The negative consequences of the Western sanctions and the growing costs of the ongoing war are having an increasing impact on the Russian agricultural sector. Although the Kremlin’s attempts to make this sector become independent of Western imports following the annexation of Crimea in 2014 did result in an increase in domestic agri-food production, they have failed to push the sector into fully replacing foreign goods with domestically-produced ones. This particularly concerns those goods whose production requires significant financial outlays and advanced technology, such as agricultural machines, seedlings, vaccines etc. Following the launch of Russia’s full-scale invasion of Ukraine, the cost of their deliveries has increased significantly not only due to the devaluation of the rouble, but also due to modifications in logistical operations and difficulties with effecting international financial transactions. As a consequence, for example, in recent months Russia has seen a shortage of eggs and a hike in their price. Grain producers have also faced serious problems. However, these mainly result from the Kremlin’s policy which is causing a decline in production profitability. The government-imposed tariffs and export quotas have reduced the attractiveness of exports, which thus strips the business owners of a significant portion of their income. In addition, their profits are affected by internal market regulations which discourage them from making further investments in production. As a consequence, Russian farmers are facing the problem of overfilled storage facilities, as at the beginning of 2024 Russia’s domestic stockpile of wheat alone reached an unprecedented volume of 36 mn tonnes, up 15 mn tonnes compared with 2023.

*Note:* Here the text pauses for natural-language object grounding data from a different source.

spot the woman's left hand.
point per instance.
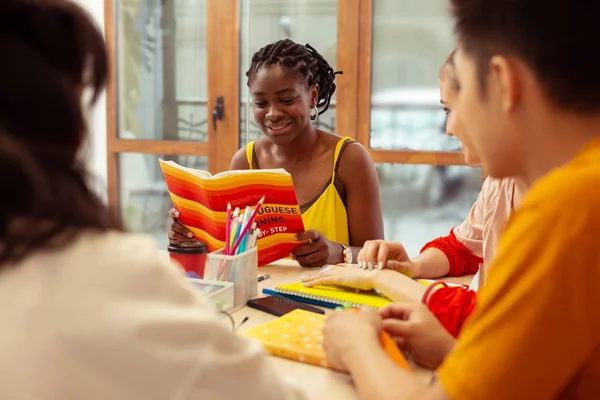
(346, 330)
(318, 251)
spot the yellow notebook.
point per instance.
(297, 335)
(334, 295)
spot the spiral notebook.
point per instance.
(331, 296)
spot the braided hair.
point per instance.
(305, 60)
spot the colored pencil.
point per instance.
(242, 246)
(227, 228)
(247, 227)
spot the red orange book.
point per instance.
(202, 198)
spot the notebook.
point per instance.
(298, 336)
(332, 295)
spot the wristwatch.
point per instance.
(347, 253)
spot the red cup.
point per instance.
(191, 258)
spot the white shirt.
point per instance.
(107, 318)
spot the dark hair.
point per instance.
(557, 39)
(303, 59)
(52, 53)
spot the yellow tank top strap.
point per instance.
(338, 148)
(250, 153)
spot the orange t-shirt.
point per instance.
(535, 333)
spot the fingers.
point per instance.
(178, 228)
(397, 327)
(376, 253)
(382, 254)
(367, 254)
(401, 311)
(404, 267)
(314, 260)
(174, 214)
(310, 235)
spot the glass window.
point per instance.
(144, 197)
(162, 69)
(266, 21)
(411, 41)
(422, 202)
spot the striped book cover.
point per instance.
(202, 198)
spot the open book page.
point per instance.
(207, 175)
(202, 204)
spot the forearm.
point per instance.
(377, 377)
(396, 286)
(432, 263)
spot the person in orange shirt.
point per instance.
(530, 99)
(468, 248)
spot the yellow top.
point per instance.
(535, 333)
(327, 213)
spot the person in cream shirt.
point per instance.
(87, 310)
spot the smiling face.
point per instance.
(449, 90)
(488, 117)
(281, 103)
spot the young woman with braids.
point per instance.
(334, 177)
(87, 310)
(467, 247)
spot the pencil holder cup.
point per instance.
(241, 269)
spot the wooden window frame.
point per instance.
(222, 32)
(355, 48)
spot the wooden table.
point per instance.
(321, 383)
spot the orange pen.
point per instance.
(389, 346)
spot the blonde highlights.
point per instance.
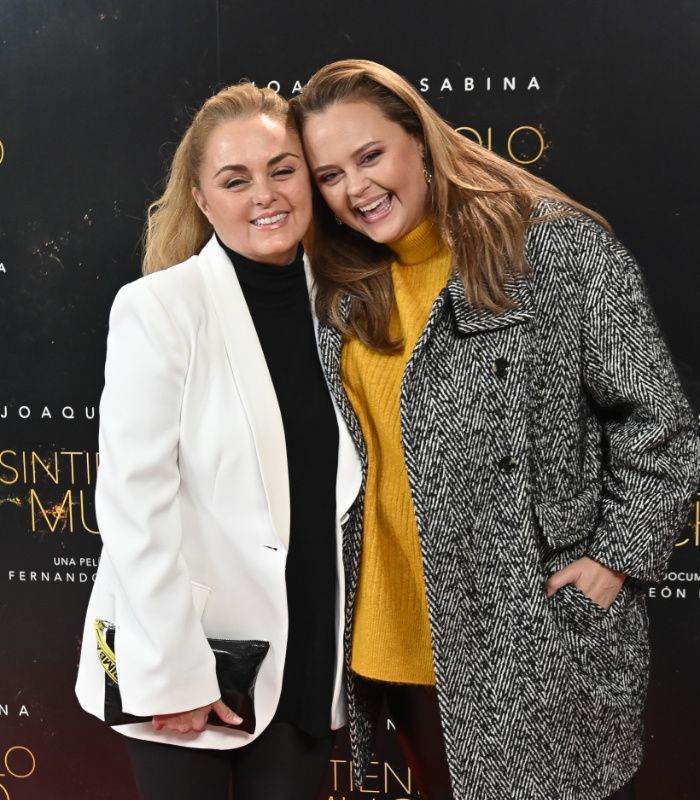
(176, 228)
(481, 203)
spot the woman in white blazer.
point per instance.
(225, 474)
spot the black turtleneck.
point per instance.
(278, 301)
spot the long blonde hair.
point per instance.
(176, 229)
(481, 203)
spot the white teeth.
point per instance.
(372, 206)
(269, 220)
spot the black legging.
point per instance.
(282, 763)
(414, 712)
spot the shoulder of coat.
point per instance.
(563, 241)
(179, 289)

The Russian ministry of agriculture has taken note of the mounting problems. In its amendments to their strategy for the sector’s development until 2030, it slashed its forecasts of an increase in agricultural production from 3% to 1.5% annually. By the end of the present decade, then, Russia’s revenues from agri-food exports are expected to shrink by 25% compared with the 2023 figures, to $36 bn. This drop will have a negative impact on the state’s policy of support for the agricultural sector because the subsidies and grants offered to farmers are partly funded from the tariffs imposed (for example) on grain exports.